Paper Structure (23 sections, 5 figures)

This paper contains 23 sections, 5 figures.

Figures (5)

  • Figure 1: Illustration of 6G usage scenarios and the corresponding threats. 6G introduces new usage scenarios such as artificial intelligence and communication, ubiquitous connectivity, and massive communication, which bring more security threats including DDoS and advanced persistent threat (APT).
  • Figure 2: Illustration of our proposed self-evolving security framework of 6G SAGINs and the 6G Simulator. The proposed LLM-6GNG receives threat information from our 6G Simulator, and feeds back security strategies to the 6G Simulator. Meanwhile, our 6G-INST collects data from the proposed LLM-6GNG, trains the Twin Specific Strategy Agent, and updates the LLMs.
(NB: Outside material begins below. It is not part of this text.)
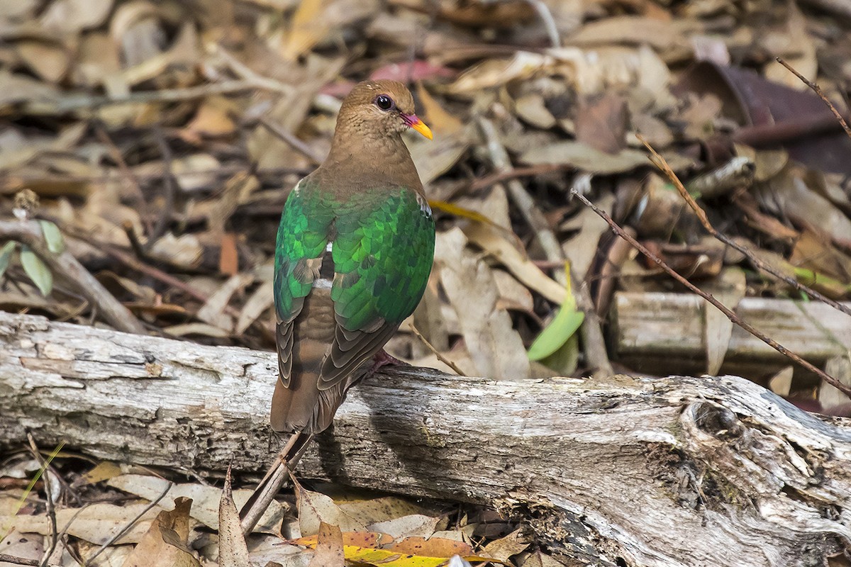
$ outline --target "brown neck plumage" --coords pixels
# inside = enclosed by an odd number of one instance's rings
[[[311,177],[324,190],[340,197],[397,187],[423,193],[401,134],[377,131],[374,124],[343,111],[337,120],[331,151]]]

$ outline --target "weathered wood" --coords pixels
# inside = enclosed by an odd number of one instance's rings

  • Figure 3: Illustration of our LLM-6GNG and 6G-INST. The top layer provides an example of threat information from the three subnets within our 6G Simulator. The middle part of the diagram describes the process of the LLM-6GNG, with the left side depicting the scenario of intra-network communication, and the right side showing the scenario of inter-Network Communication. The bottom layer of the diagram describes the process by which our 6G-INST automatically generates new datasets to assist the LLM-6GNG in its self-evolution.
  • Figure 4: Illustration of Performance. (a), (b), (c), (d), and (e) compare the accuracy of security strategies generated by different LLMs against unknown threats. (f) compares the accuracy of security strategies generated with and without our 6G-INST against known attacks. Experimental results demonstrate that our security framework can generate highly accurate security strategies, and that our 6G-INST significantly improves the accuracy of security strategies against unknown threats, while maintaining the accuracy of strategies against known threats.
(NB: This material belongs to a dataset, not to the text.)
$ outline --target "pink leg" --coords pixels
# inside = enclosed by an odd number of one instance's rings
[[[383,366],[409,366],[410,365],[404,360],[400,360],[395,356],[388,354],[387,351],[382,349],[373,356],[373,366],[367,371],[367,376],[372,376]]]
  • Figure 5: Case study of our security framework. This case illustrates a typical 6G SAGINs communication scenario involving threats such as DDoS attacks, UAV GPS spoofing, and satellite vulnerabilities. It details the workflows of LLM-6GNG in processing threat information and generating security strategies, and the procedure of 6G-INST assisting the self-evolution of LLM-6GNG.